広い摩天楼の真ん中に、氷で包まれている本が一冊、おいてあった。

手に取り、ごつごつとした氷の表面を、指先でそっと触れれば、氷は潔く溶けだす。

水滴が張り付く表紙をめくり、人物の写真が大きく映ったページを開く。見慣れたその姿とは裏腹に、腹から喉元へと生暖かい感覚がよぎり、えずいてしまう。

金色に輝く長い髪。穢れを知らない純白のドレス。そして、あの光り輝くネックレス……。

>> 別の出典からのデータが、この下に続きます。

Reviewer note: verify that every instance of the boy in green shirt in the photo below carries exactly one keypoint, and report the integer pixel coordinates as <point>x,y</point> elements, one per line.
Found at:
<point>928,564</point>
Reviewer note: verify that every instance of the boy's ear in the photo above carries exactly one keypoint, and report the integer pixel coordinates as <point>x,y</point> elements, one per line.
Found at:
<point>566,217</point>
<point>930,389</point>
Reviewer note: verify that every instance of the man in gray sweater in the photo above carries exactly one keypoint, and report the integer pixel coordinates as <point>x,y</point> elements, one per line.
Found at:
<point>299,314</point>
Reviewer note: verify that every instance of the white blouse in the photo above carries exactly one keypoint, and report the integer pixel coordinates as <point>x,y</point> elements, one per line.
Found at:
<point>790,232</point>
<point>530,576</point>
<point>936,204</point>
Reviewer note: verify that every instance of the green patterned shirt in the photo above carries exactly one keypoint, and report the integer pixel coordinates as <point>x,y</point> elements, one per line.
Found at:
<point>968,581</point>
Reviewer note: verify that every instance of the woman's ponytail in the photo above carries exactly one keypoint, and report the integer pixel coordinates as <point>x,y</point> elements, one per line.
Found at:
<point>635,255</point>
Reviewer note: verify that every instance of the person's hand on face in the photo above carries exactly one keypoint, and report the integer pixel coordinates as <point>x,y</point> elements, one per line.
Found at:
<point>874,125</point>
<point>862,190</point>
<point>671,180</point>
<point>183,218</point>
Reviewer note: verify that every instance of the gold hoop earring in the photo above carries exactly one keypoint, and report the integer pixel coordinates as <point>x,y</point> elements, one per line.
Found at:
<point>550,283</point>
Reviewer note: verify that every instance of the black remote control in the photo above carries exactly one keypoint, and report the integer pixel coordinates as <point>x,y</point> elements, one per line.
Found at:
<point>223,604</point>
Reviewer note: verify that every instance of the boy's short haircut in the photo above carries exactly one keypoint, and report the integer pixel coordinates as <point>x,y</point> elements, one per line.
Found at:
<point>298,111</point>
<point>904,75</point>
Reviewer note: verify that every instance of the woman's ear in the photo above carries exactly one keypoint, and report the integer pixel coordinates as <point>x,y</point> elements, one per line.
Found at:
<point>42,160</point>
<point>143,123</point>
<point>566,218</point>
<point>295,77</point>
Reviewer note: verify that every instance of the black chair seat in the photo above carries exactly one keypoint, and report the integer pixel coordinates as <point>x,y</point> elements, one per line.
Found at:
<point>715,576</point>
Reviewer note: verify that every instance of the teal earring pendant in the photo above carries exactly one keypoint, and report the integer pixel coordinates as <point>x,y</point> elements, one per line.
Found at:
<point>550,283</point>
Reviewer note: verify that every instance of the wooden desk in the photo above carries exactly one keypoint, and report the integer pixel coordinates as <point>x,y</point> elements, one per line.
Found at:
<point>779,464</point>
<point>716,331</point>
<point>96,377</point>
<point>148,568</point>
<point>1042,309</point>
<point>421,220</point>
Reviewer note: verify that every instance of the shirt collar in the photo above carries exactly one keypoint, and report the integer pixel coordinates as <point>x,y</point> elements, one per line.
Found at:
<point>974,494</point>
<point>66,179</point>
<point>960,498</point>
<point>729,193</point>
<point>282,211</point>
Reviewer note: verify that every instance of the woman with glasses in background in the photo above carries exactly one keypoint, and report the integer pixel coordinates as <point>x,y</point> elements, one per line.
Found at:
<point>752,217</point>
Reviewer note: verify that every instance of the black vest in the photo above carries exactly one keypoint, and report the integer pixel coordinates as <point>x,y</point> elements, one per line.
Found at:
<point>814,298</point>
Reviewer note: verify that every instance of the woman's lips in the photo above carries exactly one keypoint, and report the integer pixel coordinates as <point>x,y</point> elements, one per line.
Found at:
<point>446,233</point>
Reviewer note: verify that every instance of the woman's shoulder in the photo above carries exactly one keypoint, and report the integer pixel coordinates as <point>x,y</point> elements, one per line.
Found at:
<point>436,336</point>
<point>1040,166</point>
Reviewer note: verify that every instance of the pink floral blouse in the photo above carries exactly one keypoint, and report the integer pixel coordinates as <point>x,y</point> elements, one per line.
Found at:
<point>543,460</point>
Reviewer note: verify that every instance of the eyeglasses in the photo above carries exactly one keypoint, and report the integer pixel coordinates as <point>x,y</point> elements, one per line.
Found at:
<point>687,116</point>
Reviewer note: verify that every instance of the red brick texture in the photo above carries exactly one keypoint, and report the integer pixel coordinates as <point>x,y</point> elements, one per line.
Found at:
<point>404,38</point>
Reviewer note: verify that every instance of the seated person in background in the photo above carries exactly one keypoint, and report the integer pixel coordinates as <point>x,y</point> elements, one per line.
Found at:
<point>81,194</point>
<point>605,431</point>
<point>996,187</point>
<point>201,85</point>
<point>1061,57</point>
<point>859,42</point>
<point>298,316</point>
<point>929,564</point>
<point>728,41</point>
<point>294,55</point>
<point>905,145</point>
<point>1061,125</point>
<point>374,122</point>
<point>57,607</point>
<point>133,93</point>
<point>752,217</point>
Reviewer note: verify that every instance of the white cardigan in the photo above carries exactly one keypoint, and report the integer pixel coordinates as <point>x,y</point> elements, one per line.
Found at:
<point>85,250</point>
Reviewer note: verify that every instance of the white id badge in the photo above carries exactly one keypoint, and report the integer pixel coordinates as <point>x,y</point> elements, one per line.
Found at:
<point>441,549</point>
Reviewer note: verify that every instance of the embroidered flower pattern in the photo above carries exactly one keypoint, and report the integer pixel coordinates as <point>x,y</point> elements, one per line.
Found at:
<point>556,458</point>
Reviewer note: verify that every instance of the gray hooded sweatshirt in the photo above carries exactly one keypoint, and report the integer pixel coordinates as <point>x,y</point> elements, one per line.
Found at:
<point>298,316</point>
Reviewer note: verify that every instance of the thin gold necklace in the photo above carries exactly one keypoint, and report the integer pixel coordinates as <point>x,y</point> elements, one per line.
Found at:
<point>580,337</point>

憎い。憎たらしい。あの顔、声、立ち振る舞い、そのすべてが、僧たらしい。

そう感じたのは、いつだろうか。

いや、そんなことどうだっていい。

きっと、ずっと昔から、そう感じていたのだ。

地位も名声も、なにもかも、アイツは両手から零れ落ちるほど持ち合わせている。「願い」だけで作られた女神。

アイツさえ⋯⋯アイツさえいなければ俺は⋯⋯。

「ああ、またやってしまった。」

ほのかに感じていたぬくもりも無くなり、溶かしたはずの本は、また意味もなく、硬い氷に包まれていく。

目が眩むような光が窓辺から差し込む。暗闇が、消えていく。暖かな日差しに似合わない、冷え切った風が、通り抜けていった。